A large coalition of student and professional athletes and advocacy groups are calling on the National Collegiate Athletic Association to boycott Idaho over a law banning transgender girls and women from female high school and college sports teams.

If the NCAA heeds this call, like it did in 2016 when it moved championship games out of North Carolina in response to a bill regulating transgender bathroom use, that would mean moving the first and second round 2021 NCAA Men's Basketball Championship games that are scheduled to be held at Boise State University.

In three separate letters — one signed by more than 400 student-athletes, including two BSU athletes and others from schools such as Washington University in St. Louis, Lafayette College, and Colorado State University; one by 48 professional athletes including soccer star Megan Rapinoe, former professional tennis player Billie Jean King, NBA players Jason Collins and Reggie Bullock, and Chris Mosier, a transgender triathlete who has been an outspoken opponent of the new Idaho law; and one by 60 advocacy groups including the American Civil Liberties Union, Lambda Legal, the Trevor Project and the Southern Poverty Law Center — the athletes and organizations called on the NCAA not to hold any events in Idaho in 2021 and beyond.

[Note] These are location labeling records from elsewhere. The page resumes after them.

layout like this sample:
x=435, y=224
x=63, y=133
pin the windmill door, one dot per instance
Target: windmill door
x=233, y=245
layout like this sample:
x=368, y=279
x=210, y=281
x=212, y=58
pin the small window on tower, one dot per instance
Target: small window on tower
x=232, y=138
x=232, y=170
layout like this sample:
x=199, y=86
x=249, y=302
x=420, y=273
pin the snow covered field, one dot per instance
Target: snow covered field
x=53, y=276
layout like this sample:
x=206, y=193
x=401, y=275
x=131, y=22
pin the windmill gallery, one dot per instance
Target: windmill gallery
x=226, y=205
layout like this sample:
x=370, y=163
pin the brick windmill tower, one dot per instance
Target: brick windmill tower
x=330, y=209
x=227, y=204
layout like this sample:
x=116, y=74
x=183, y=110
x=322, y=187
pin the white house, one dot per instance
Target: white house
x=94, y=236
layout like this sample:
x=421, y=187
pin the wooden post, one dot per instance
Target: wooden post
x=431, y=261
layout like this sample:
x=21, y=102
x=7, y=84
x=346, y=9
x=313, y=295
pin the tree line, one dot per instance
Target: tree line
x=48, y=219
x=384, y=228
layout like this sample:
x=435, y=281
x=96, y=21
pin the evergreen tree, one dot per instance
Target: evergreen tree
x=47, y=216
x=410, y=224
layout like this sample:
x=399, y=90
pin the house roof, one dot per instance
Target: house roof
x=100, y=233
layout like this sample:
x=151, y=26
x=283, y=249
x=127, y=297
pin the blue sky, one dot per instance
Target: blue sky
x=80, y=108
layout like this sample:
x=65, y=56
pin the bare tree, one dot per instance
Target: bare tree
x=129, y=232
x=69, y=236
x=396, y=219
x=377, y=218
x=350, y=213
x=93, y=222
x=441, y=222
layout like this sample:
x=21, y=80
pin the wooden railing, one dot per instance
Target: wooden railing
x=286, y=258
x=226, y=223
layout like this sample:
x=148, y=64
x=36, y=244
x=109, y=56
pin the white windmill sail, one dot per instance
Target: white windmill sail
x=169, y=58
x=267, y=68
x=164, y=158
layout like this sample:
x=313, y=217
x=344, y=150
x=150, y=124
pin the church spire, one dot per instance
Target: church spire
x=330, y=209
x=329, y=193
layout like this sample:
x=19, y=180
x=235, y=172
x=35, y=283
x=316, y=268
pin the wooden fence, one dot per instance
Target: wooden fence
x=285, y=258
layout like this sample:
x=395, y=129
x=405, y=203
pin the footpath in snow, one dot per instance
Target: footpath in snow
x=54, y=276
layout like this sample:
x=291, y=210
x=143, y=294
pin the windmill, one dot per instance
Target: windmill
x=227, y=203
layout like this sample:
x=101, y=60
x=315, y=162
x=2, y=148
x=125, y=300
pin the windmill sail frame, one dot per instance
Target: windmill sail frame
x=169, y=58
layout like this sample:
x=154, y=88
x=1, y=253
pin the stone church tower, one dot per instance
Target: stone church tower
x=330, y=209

"We have seen the impact when the NCAA chooses inclusivity," the student-athletes wrote in their letter." In 2016, the NCAA took a powerful stand against anti-LGBTQ discrimination in North Carolina by moving championship games out of the state, thus affirming its commitment to holding events that promote an inclusive atmosphere. Additionally, for nearly 15 years, the NCAA withheld South Carolina from hosting championships until the Confederate flag was removed from statehouse grounds. Similarly, this moment again calls for leadership and commitment to providing an inclusive and equitable environment for student athletes."

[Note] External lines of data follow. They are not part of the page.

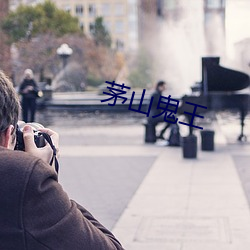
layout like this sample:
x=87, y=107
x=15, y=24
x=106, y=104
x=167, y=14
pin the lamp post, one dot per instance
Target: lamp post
x=64, y=51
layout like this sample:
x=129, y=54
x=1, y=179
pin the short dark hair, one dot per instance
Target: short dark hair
x=159, y=84
x=9, y=104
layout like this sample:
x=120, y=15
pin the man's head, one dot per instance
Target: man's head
x=161, y=86
x=9, y=112
x=28, y=73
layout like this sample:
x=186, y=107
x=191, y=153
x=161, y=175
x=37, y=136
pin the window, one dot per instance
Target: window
x=119, y=44
x=79, y=10
x=107, y=25
x=215, y=4
x=119, y=9
x=92, y=10
x=119, y=26
x=91, y=27
x=105, y=9
x=67, y=8
x=82, y=26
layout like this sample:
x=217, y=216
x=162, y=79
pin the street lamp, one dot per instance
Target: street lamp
x=64, y=51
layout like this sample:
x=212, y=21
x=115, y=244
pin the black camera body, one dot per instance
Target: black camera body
x=38, y=138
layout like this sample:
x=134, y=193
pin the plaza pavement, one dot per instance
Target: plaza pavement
x=177, y=204
x=189, y=204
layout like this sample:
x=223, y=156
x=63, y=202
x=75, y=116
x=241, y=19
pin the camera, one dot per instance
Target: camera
x=38, y=137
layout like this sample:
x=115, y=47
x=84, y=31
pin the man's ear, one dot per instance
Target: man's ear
x=7, y=140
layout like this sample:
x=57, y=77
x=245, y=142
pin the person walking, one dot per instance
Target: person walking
x=29, y=92
x=160, y=88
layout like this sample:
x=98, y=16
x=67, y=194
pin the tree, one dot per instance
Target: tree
x=42, y=18
x=93, y=64
x=100, y=33
x=141, y=74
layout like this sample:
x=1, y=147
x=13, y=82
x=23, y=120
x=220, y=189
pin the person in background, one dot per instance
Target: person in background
x=159, y=89
x=29, y=92
x=35, y=212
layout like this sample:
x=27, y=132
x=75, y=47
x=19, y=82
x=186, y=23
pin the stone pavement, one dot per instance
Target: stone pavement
x=188, y=204
x=181, y=203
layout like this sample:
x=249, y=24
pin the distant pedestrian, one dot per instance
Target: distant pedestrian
x=29, y=91
x=159, y=89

The North Carolina law, which all three letters referenced, preempted local anti-discrimination ordinances and required people to use the bathrooms in school and public facilities matching their sex on their birth certificates. The bill led to widespread protests and boycotts of North Carolina, and the bathroom portion was repealed in 2017. 

"When North Carolina passed HB2 in 2016, the most extreme anti-LGBTQ law in the country at the time, the NCAA recognized that a law targeting transgender people’s access to restrooms went against their values, and subsequently relocated championship games from North Carolina," the advocacy groups wrote in their letter. "Like HB2, HB500 strikes directly at the core of the NCAA’s values, going even further in excluding students from college athletics."

House Bill 500, also called the Fairness in Women's Sports Act, was sponsored by former college basketball coach Rep. Barbara Ehardt, R-Idaho Falls, and passed the Legislature this year on mostly party-line votes. Ehardt said she is proud to have authored the bill.

"Title IX changed my life," Ehardt said. "It provided opportunities for girls and women that previously had only been reserved for boys and men. I know firsthand that we simply cannot compete against the inherent physiological and scientifically proven advantages that biological males possess, regardless of hormone usage."

The ACLU of Idaho and the feminist group Legal Voice are challenging the law in federal court. The bill's supporters said it protects opportunities from women and girls by keeping them from having to compete against athletes who have advantages from being born male.

"Certainly I am disappointed to see fellow female athletes not support and encourage the success of girls and women as they pursue their own dreams," Ehardt said. "Maintaining a fair playing field that allows us to also stand atop the podium and experience the joys of winning is essential to this legislation. We do not want to lose almost 50 years of progress."

The NCAA lets transgender girls and women compete on female teams if they have been receiving hormone treatment for at least a year, and it issued a statement earlier this year opposing House Bill 500. The organization didn't immediately respond to a request for further comment on Wednesday's letters.

"Transgender athletes deserve the same dignity and respect entitled to all NCAA athletes," said Rodrigo Heng-Lehtinen, deputy executive director for policy and action with the National Center for Transgender Equality. "Because of HB 500, that simply isn’t possible in Idaho. We applaud the NCAA for speaking out against HB 500 and now encourage them to back up their words with action."